调用后，如果分布式后端没有被初始化后，此时会初始化分布式后端。
使用案例：

model_engine, optimizer, _, _ = deepspeed.initialize(args=cmd_args,
                                                     model=net,
                                                     model_parameters=net.parameters(),
                                                     training_data=ds)

API如下：

def initialize(args=None,
               model: torch.nn.Module = None,
               optimizer: Optional[Union[Optimizer, DeepSpeedOptimizerCallable]] = None,
               model_parameters: Optional[torch.nn.Module] = None,
               training_data: Optional[torch.utils.data.Dataset] = None,
               lr_scheduler: Optional[Union[_LRScheduler, DeepSpeedSchedulerCallable]] = None,
               distributed_port: int = TORCH_DISTRIBUTED_DEFAULT_PORT,
               mpu=None,
               dist_init_required: Optional[bool] = None,
               collate_fn=None,
               config=None,
               config_params=None):
    """Initialize the DeepSpeed Engine.

    Arguments:
        args: an object containing local_rank and deepspeed_config fields.
            This is optional if `config` is passed.

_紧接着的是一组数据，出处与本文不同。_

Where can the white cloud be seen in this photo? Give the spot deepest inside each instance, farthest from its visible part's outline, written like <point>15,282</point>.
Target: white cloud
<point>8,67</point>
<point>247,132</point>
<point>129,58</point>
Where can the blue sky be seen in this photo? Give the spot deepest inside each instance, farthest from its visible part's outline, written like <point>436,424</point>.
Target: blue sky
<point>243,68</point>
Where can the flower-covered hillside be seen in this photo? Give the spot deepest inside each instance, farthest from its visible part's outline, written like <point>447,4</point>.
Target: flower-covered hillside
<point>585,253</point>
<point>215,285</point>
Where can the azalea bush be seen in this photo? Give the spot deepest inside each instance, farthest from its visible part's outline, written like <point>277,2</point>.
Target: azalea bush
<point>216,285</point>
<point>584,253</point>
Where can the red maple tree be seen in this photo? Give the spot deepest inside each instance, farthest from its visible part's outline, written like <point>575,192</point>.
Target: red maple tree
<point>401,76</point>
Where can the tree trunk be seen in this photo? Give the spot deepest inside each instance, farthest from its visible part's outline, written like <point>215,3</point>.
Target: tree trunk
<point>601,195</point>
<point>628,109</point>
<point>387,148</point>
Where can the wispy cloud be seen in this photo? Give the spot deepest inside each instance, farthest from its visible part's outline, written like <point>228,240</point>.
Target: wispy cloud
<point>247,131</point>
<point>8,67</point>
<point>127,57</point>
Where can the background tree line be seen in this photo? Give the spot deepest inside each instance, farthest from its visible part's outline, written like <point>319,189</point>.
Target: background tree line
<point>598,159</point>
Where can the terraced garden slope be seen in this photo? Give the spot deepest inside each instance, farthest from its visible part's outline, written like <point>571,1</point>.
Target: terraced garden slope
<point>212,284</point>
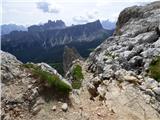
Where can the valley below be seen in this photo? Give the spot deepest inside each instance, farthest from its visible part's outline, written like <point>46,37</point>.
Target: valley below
<point>107,75</point>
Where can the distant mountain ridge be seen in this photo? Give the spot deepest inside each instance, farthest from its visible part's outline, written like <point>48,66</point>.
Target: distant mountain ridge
<point>50,25</point>
<point>108,24</point>
<point>7,28</point>
<point>48,45</point>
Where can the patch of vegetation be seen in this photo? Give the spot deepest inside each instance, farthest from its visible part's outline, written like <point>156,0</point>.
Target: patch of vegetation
<point>77,77</point>
<point>58,67</point>
<point>154,69</point>
<point>91,49</point>
<point>109,54</point>
<point>52,80</point>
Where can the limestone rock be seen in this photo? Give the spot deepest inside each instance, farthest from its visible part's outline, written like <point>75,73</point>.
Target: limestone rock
<point>65,107</point>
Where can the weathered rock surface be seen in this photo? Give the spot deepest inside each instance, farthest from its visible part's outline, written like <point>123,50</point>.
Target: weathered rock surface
<point>121,62</point>
<point>22,93</point>
<point>69,55</point>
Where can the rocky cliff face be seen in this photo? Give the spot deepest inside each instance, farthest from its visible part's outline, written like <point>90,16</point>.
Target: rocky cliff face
<point>120,64</point>
<point>116,83</point>
<point>50,25</point>
<point>50,42</point>
<point>69,55</point>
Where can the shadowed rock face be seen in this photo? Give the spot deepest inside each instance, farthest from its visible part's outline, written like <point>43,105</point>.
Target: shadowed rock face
<point>122,61</point>
<point>69,55</point>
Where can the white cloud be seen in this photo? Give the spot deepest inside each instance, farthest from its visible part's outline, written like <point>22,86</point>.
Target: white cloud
<point>47,7</point>
<point>71,11</point>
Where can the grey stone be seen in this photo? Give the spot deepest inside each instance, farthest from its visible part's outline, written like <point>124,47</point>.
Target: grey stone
<point>64,107</point>
<point>157,90</point>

        model: Required: nn.module class before apply any wrappers

        optimizer: Optional: a user defined Optimizer or Callable that returns an Optimizer object.
            This overrides any optimizer definition in the DeepSpeed json config.

        model_parameters: Optional: An iterable of torch.Tensors or dicts.
            Specifies what Tensors should be optimized.

        training_data: Optional: Dataset of type torch.utils.data.Dataset

        lr_scheduler: Optional: Learning Rate Scheduler Object or a Callable that takes an Optimizer and returns a Scheduler object.
            The scheduler object should define a get_lr(), step(), state_dict(), and load_state_dict() methods

        distributed_port: Optional: Master node (rank 0)'s free port that needs to be used for communication during distributed training

        mpu: Optional: A model parallelism unit object that implements
            get_{model,data}_parallel_{rank,group,world_size}()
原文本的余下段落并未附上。